Por Saul Leblon
Em cinco de outubro de 1988, a
nação que vivia desacolhida dentro do próprio país conquistou um bote para
remar seu anseio por pátria e cidadania.
Com as virtudes e defeitos
sabidos, a Constituição Cidadã, promulgada então, esticou o pontão dos direitos
sociais --no que tange à lei, ao ponto mais avançado permitido pela correlação
de forças que sucedeu à ditadura.
Conduziu-a um impulso gigantesco
de ondas políticas sobrepostas.
A resistência heroica à ditadura,
em primeiro lugar.
Mas também os levantes operários
surpreendentes registrados no ABC paulista, nos anos 70/80.
Metalúrgicos liderados então por
uma nova geração de sindicalistas, afrontaram a repressão e o arrocho,
paralisaram fábricas, encheram estádios e igrejas, tomaram praças e ruas.

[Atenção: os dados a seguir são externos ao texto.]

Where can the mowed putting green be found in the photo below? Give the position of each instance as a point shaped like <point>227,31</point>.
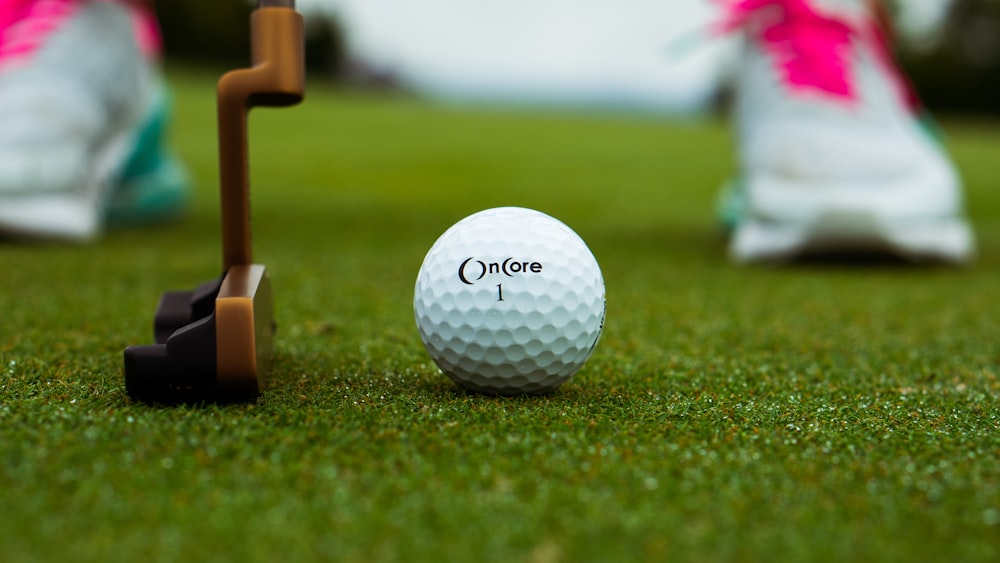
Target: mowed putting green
<point>819,412</point>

Irromperiam assim nacionalmente
como a fonte nova da esperança, dotada de força e merecedora do consentimento
amplo para falar pela sociedade em defesa do salário e da liberdade.
Como uma onda oceânica de
dimensões até então desconhecidas, o levante metalúrgico seria sucedido de um
explosivo anseio por liberdade, que levaria milhões às ruas na campanha
política mais avassaladora da história nacional: as ‘Diretas Já!’, pelo fim da
ditadura.
Trincou ali o mar glacial da
desigualdade brasileira.
O degelo esticaria a fronteira da
democracia na reordenação do país a cargo da Assembleia Constituinte de
fevereiro de 1987.
‘Não é a Constituição perfeita,
mas será útil, pioneira, desbravadora’, diria Ulysses Guimarães, vinte meses
depois, na promulgação da carta.
‘Será luz, ainda que de lamparina,
na noite dos desgraçados’, profetizou então o ‘senhor Diretas’.
A lamparina dos desgraçados
bruxuleia agora na ameaçadora noite de ventania que acossa o Brasil de 2015.
Quase três décadas depois de abertas
as fronteiras – no que tange à Constituição--
o Brasil que vivia na soleira da porta, do lado de fora do mercado e da
cidadania – encontra-se de novo ameaçado
de banimento.
São os ‘nossos árabes’, diria
Chico Buarque de Holanda, em síntese premonitória, em 2004.